Taking the Conflict out of Collaboration

Often times, the challenges we face in delivering a large project lies not in the planning or execution of tasks – rather, it’s the managing of the multiplicity of professional expectations and personal drivers among teammates which creates tension and potentially, delay.

Everyone understands that a happy team is proven to be more productive. No doubt, your HR person is super enthusiastic with sharing a plethora of personality profiling to help build team cohesion, and bags of cash is often thrown at team build day events – and a belly full of free grub and booze makes the most contentious, amenable – for the day that is.

It’s hard to be personal in a professional environment, and it seems to me, that these kind of exercises, tend to deal with colleagues in a generic, categorical way – which clearly, is non-threatening – but arguably, as potent as tepid tea.

Collaboration Exercise

Here’s a collaboration exercise which I have found to be really effective!

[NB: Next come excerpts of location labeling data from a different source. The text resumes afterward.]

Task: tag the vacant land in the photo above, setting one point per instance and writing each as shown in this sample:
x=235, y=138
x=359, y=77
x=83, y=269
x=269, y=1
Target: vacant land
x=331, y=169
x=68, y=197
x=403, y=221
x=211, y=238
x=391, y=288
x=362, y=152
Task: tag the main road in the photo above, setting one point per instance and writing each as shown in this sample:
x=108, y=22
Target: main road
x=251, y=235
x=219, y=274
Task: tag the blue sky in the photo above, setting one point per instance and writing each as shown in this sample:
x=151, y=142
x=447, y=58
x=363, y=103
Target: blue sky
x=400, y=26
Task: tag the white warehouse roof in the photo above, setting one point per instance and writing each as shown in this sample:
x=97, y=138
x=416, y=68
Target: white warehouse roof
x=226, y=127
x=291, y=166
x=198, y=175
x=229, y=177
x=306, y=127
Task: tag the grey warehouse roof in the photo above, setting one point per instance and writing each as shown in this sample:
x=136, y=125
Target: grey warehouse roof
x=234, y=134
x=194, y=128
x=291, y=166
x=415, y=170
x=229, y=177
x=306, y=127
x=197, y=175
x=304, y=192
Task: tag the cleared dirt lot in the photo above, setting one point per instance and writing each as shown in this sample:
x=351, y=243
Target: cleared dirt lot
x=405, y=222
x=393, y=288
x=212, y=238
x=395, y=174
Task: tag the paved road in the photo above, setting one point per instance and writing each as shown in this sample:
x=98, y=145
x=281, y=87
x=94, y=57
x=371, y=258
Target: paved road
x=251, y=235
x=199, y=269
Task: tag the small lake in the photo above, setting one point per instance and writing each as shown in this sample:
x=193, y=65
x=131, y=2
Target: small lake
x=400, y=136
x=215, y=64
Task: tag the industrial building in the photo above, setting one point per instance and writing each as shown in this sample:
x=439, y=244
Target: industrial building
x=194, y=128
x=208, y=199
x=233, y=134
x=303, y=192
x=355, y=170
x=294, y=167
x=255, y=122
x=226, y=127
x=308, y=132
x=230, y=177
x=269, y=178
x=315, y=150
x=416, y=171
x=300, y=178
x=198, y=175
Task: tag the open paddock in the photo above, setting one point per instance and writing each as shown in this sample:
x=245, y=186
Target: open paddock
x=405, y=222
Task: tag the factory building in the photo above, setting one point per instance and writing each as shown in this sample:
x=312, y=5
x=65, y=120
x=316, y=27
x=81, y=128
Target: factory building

Before your project starts, why not get your new team members in a room, give them the following list of drivers, and ask them to respond as honestly as they can. Collate, publish and distribute everyone’s response together on one page.

Drivers

  1. What’s your personal circumstances?
  2. What’s your personal morality or code of ethics/philosophy that you subscribe to?
  3. What are your ambitions?
  4. What do you personally want to achieve with this project?
  5. What are your skills / knowledge / experience that are valuable for this project?
  6. What is your desired outcome for the project as a whole?
  7. How do you prefer people to communicate with you?
  8. What’s your communication style?
  9. How do you react when your stressed or uncomfortable and what can we do to ease the pressure?
  10. When is the best time to chat for meaningful conversation?

Good collaboration is centred on trust. The quickest path to trust is to share yourself in a real way – being prepared to be vulnerable, is usually appreciated, and our cultural convention leads us to reciprocate quickly – as a way of demonstrating that appreciation.

Doing this exercise before you start your project, will give everyone a chance to know how to get the best out of each other, to produce the best outcome – which is a true collaboration!